O meteorologista do Cepagri (Centro de Pesquisas Meteorológicas e Climáticas Aplicadas à Agricultura), instituto de pesquisa ligado à Unicamp, aproveitou de antemão os primeiros minutos da entrevista concedida ao Hora Campinas para listar os fatores meteorológicos que levaram ao evento extremo no Sul.
“Primeiro, temos um canal de umidade que vem da região amazônica, transportando calor e vapor d’água. Aliado a isso, a superfície do Sul do Brasil é uma área de baixa pressão atmosférica, contribuindo para que as nuvens de chuva do canal que chegam se concentrem nesse local.
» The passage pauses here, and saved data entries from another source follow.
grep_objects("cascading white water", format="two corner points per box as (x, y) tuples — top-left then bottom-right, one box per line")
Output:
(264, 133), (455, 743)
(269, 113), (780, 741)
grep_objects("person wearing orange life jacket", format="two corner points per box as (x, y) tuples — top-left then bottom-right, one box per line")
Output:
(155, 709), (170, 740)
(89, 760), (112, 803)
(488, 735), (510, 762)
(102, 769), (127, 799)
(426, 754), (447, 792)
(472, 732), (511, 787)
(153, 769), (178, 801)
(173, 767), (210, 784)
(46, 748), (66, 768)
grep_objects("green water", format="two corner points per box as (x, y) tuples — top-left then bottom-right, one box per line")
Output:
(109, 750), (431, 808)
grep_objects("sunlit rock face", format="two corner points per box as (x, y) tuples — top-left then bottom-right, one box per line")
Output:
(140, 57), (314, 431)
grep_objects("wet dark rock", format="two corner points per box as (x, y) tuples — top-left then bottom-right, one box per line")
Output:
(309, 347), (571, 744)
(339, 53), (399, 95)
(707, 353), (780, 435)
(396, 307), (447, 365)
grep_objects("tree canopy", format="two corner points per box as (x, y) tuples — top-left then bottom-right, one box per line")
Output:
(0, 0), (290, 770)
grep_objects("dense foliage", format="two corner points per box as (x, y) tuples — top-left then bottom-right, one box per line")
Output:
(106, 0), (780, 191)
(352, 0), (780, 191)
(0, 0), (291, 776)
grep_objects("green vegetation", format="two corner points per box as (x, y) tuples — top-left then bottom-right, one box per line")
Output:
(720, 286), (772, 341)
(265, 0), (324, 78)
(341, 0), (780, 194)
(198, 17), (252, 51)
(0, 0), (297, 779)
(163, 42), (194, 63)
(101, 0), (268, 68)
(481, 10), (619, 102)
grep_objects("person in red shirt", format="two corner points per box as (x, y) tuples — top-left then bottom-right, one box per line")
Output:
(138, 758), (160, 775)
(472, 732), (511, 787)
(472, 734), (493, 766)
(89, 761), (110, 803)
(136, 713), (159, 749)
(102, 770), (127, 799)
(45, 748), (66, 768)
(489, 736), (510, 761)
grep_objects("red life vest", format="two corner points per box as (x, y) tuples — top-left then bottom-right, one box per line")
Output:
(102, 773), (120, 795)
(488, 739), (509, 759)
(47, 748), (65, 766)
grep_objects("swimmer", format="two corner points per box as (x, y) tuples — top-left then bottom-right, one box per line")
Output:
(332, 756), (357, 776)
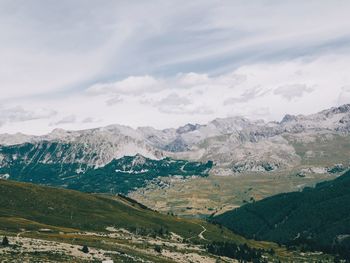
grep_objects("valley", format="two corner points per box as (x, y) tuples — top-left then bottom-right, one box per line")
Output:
(129, 171), (338, 217)
(130, 131), (349, 217)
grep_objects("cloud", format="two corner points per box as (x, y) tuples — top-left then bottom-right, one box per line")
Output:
(155, 93), (191, 106)
(86, 75), (161, 96)
(153, 93), (199, 114)
(106, 96), (123, 106)
(82, 117), (97, 123)
(224, 86), (270, 104)
(338, 86), (350, 105)
(86, 72), (212, 101)
(0, 106), (56, 126)
(274, 84), (314, 101)
(50, 115), (76, 126)
(177, 72), (210, 86)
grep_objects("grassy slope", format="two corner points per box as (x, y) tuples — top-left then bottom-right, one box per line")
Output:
(213, 170), (350, 253)
(130, 172), (337, 217)
(0, 179), (244, 243)
(288, 133), (350, 166)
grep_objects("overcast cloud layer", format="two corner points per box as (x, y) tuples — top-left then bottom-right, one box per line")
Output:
(1, 0), (350, 134)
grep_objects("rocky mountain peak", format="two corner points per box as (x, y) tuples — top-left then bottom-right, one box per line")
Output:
(280, 114), (298, 123)
(132, 154), (147, 166)
(320, 104), (350, 117)
(176, 123), (201, 134)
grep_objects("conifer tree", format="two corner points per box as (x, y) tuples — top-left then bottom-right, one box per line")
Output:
(82, 245), (89, 253)
(2, 236), (9, 246)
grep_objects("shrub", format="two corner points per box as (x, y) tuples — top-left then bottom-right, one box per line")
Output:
(81, 245), (89, 253)
(154, 245), (162, 253)
(2, 236), (9, 246)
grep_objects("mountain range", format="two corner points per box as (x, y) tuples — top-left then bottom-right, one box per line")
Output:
(1, 104), (350, 176)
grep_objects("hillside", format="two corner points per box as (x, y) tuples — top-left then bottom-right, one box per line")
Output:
(213, 170), (350, 259)
(0, 179), (335, 262)
(0, 179), (215, 239)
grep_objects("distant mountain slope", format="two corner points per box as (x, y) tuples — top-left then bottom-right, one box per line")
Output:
(0, 150), (212, 194)
(213, 170), (350, 258)
(68, 155), (212, 194)
(0, 126), (163, 166)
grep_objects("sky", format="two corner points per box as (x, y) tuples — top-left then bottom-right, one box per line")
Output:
(1, 0), (350, 135)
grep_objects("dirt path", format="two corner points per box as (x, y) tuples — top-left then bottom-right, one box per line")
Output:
(16, 230), (31, 239)
(198, 224), (207, 240)
(16, 230), (31, 256)
(188, 223), (208, 241)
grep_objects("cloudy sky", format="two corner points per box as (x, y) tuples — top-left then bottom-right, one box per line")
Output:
(1, 0), (350, 134)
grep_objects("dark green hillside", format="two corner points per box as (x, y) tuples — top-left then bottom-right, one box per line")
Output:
(68, 155), (212, 194)
(0, 141), (212, 194)
(213, 170), (350, 259)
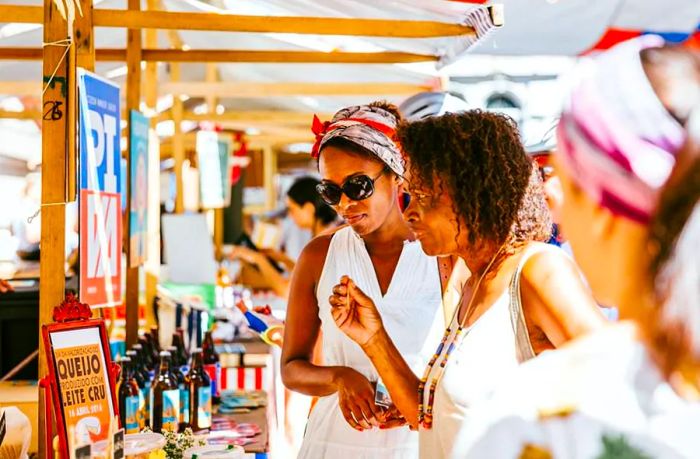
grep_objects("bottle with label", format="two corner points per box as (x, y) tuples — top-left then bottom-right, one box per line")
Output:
(125, 350), (146, 430)
(150, 350), (180, 433)
(117, 357), (141, 434)
(168, 346), (190, 430)
(132, 343), (153, 426)
(202, 330), (221, 403)
(187, 349), (212, 431)
(130, 344), (151, 384)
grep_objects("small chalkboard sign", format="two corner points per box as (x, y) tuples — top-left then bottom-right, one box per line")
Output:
(0, 411), (6, 447)
(75, 444), (92, 459)
(113, 428), (125, 459)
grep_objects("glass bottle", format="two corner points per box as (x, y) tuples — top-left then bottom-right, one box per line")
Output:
(117, 357), (141, 434)
(126, 350), (147, 430)
(173, 332), (189, 373)
(187, 349), (212, 431)
(167, 346), (190, 430)
(137, 336), (154, 372)
(150, 351), (180, 433)
(201, 330), (221, 402)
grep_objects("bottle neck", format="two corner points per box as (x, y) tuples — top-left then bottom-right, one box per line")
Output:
(120, 361), (131, 381)
(159, 356), (171, 373)
(192, 352), (204, 369)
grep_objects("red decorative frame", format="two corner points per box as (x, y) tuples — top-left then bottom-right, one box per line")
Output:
(41, 295), (120, 457)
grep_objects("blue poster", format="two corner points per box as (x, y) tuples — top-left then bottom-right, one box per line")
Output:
(129, 110), (149, 267)
(78, 69), (122, 308)
(79, 70), (121, 194)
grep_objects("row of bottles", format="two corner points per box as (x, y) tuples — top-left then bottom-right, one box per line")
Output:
(116, 328), (220, 434)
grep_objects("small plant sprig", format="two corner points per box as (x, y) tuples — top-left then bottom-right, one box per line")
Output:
(142, 428), (206, 459)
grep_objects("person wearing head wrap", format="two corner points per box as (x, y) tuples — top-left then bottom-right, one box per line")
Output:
(282, 102), (445, 459)
(450, 36), (700, 458)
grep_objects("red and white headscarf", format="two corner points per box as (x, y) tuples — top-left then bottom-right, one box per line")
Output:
(311, 105), (405, 176)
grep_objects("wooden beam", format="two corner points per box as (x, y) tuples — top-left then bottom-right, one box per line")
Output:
(142, 49), (436, 63)
(125, 0), (142, 348)
(262, 145), (276, 211)
(0, 81), (41, 96)
(143, 0), (160, 330)
(172, 64), (185, 214)
(159, 110), (332, 124)
(0, 47), (436, 64)
(74, 0), (95, 70)
(72, 0), (95, 201)
(39, 0), (69, 455)
(96, 9), (473, 38)
(0, 5), (474, 38)
(0, 109), (40, 119)
(160, 82), (431, 98)
(205, 64), (225, 261)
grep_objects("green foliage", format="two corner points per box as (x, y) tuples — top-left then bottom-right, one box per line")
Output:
(596, 434), (652, 459)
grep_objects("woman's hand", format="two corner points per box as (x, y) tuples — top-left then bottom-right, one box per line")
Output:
(333, 367), (383, 431)
(329, 276), (384, 348)
(378, 405), (408, 430)
(230, 246), (264, 266)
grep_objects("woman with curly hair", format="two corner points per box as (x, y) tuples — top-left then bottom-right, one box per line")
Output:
(328, 109), (606, 458)
(452, 38), (700, 459)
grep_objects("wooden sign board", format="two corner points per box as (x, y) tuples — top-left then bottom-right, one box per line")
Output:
(43, 318), (119, 456)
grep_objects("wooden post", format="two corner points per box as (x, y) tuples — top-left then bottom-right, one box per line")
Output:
(39, 0), (70, 455)
(74, 0), (95, 70)
(263, 144), (276, 211)
(172, 63), (185, 214)
(143, 0), (159, 329)
(124, 0), (142, 347)
(205, 63), (224, 261)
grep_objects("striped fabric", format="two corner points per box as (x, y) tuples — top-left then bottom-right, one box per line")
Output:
(461, 0), (700, 55)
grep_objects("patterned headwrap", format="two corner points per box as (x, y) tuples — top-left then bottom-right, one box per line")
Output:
(311, 105), (405, 176)
(557, 35), (686, 223)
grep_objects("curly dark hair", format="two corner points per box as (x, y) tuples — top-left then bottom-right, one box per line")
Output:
(396, 110), (551, 249)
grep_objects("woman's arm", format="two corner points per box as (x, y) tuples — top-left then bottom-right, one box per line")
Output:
(520, 248), (606, 350)
(281, 236), (339, 395)
(331, 278), (421, 428)
(282, 239), (382, 430)
(231, 246), (290, 298)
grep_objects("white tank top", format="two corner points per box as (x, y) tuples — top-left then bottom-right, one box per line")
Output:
(419, 243), (556, 458)
(298, 226), (444, 459)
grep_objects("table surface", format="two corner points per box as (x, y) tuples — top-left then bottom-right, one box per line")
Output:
(213, 392), (270, 454)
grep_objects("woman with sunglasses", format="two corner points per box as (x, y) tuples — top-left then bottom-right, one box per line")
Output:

Então, os fortes ventos na altura da troposfera – a camada mais baixa da atmosfera -, característica do relevo sulista, intensificam a gravidade das chuvas, e, por fim, o evento se prolonga porque as frentes frias polares, que naturalmente acometem a região, não se dissipam devido ao bloqueio atmosférico das ondas de calor presentes no Centro-Oeste e Sudeste brasileiro neste momento, mantendo, assim, o padrão de chuvas que causam a tragédia”, explica o especialista.
Bruno ainda indica a influência nem sempre comentada do El Niño, fenômeno natural cíclico causado pelo aquecimento anormal das águas do Oceano Pacífico, que altera a distribuição de umidade e calor no planeta.
“O El Niño contribui para anormalidades climáticas ao redor do mundo, e sua influência no Sul do Brasil está em aumentar a ocorrência das chuvas, efeito que se estende desde o ano passado, quando vimos também um excesso de precipitação na região”, adiciona.
Mesmo que algumas dessas condições não possam ser controladas, a “pegada” humana no desastre é inegável para os especialistas – e não apenas como causadora das emissões dos gases do efeito estufa, que normalmente vemos nos alertas.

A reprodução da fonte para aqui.